Wiesbaden – Es war eine denkwürdige Sitzung des Untersuchungsausschusses zum Terroranschlag von Hanau: Schon zu Beginn sorgte ein Mitarbeiter des Justizministeriums – kein Mitglied des Ausschusses – für einen Eklat. Nachdem der Sachverständige, Polizeiwissenschaftler Thomas Feltes, am Freitag etwa kritisiert hatte, die Staatsanwaltschaft Hanau hätte Lücken in Ermittlungen nachgehen müssen, versuchte der Beamte offenbar, Einfluss zu nehmen und forderte, nicht-öffentlich weiterzumachen. Als der Ausschussvorsitzende Marius Weiß (SPD) ihm klarmachte, dass er nicht das Recht dazu hat, beantragte Jörg Michael Müller (CDU) eine Unterbrechung.
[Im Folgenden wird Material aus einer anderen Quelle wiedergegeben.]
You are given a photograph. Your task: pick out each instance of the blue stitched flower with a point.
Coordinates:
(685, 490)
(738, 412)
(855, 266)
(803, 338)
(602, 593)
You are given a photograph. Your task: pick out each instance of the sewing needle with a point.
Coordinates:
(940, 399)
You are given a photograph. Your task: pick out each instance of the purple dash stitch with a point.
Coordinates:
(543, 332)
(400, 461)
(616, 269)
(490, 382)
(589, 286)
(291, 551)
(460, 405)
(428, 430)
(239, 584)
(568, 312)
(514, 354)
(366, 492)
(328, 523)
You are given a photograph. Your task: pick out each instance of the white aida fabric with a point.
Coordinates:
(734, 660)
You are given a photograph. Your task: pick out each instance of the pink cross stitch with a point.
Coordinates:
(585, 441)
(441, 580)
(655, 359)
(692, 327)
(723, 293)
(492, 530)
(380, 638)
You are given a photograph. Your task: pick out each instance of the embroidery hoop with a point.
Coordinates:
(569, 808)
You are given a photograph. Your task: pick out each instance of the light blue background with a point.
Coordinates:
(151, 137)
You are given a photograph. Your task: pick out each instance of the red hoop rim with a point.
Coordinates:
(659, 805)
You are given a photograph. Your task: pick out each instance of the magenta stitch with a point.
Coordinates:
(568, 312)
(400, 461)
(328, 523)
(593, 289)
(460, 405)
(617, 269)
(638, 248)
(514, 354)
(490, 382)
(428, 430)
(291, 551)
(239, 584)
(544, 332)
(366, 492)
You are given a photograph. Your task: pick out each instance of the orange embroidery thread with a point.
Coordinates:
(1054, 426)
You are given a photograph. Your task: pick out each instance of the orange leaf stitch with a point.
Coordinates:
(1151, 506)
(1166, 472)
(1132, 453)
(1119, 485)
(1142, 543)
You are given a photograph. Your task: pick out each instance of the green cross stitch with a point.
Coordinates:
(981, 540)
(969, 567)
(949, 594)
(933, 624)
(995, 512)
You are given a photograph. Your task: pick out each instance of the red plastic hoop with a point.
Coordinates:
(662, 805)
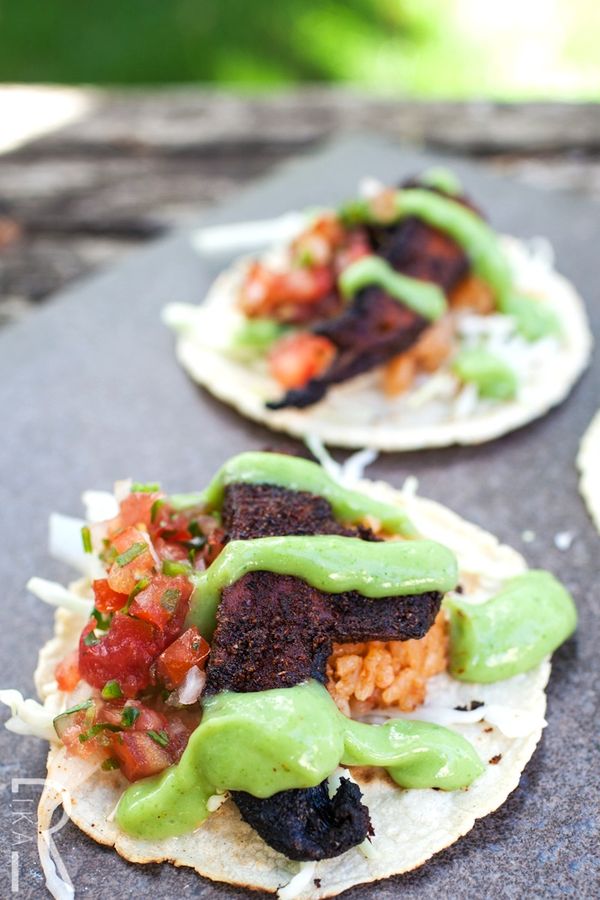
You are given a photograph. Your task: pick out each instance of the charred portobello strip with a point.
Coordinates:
(276, 631)
(266, 510)
(307, 824)
(374, 328)
(420, 251)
Feltes hat eine detaillierte Stellungnahme verfasst, die sich unter anderem dem teils nicht erreichbaren Notruf und dem wahrscheinlich verschlossenen Notausgang am zweiten Tatort widmet. Er durfte sie aber nicht vortragen. Weiß hatte vor der Pause erklärt, dies gehöre nicht zu den Beweisthemen, zu denen Feltes geladen war, darunter Einsatztaktik und Krisenmanagement der Polizei. Feltes widersprach entschieden und bemängelte mit deutlichen Worten, keine Einsicht in Ermittlungsakten oder Polizeiprotokolle erhalten zu haben, nur Presseerklärungen der Staatsanwaltschaft, die sich kaum mit polizeilichen Versäumnissen befassten. Offensichtlich bestehe kein Interesse an einer echten Aufarbeitung, was er bei Ausschüssen oft erlebe.
Bei dem Anschlag am 19. Februar 2020 wurden aus rassistischen Motiven neun Menschen ermordet. Dann tötete der Täter seine Mutter und sich selbst. Der Ausschuss soll klären, welche Fehler hessische Behörden gemacht haben.
Terroranschlag von Hanau: Schwere Vorwürfe von Polizeiwissenschaftler an Vorgehen der Polizei
Als die Befragung fortgesetzt wurde, wies Feltes auf zahlreiche Missständen hin, nicht zuletzt im Umgang mit den Hinterbliebenen: Dass sie fünf Tage lang nicht erfuhren, wo die Leichname waren, sei „weder nachvollziehbar noch entschuldbar“, sagte Feltes, der auch Jurist und Kriminologe ist. Solche Fehler hätten zu einer „zweiten Viktimisierung“ geführt, die Betroffenen seien erneut Opfer geworden. Das zu verhindern, sei aber eine ganz wesentliche Aufgabe der Polizei, und sie wäre dazu zumindest nach der ersten chaotischen Phase des Anschlags in der Lage gewesen.
Dass ein Beamter den Krankenwagen mit dem schwerverletzten Said Etris Hashemi zunächst am Losfahren gehindert haben soll, bis die Situation geklärt sei, hält Feltes für äußerst bedenklich und unter Umständen justiziabel. Das komme höchstens bei einem Verdächtigen infrage, und selbst dann sollte der Rettungsdienst das letzte Wort haben.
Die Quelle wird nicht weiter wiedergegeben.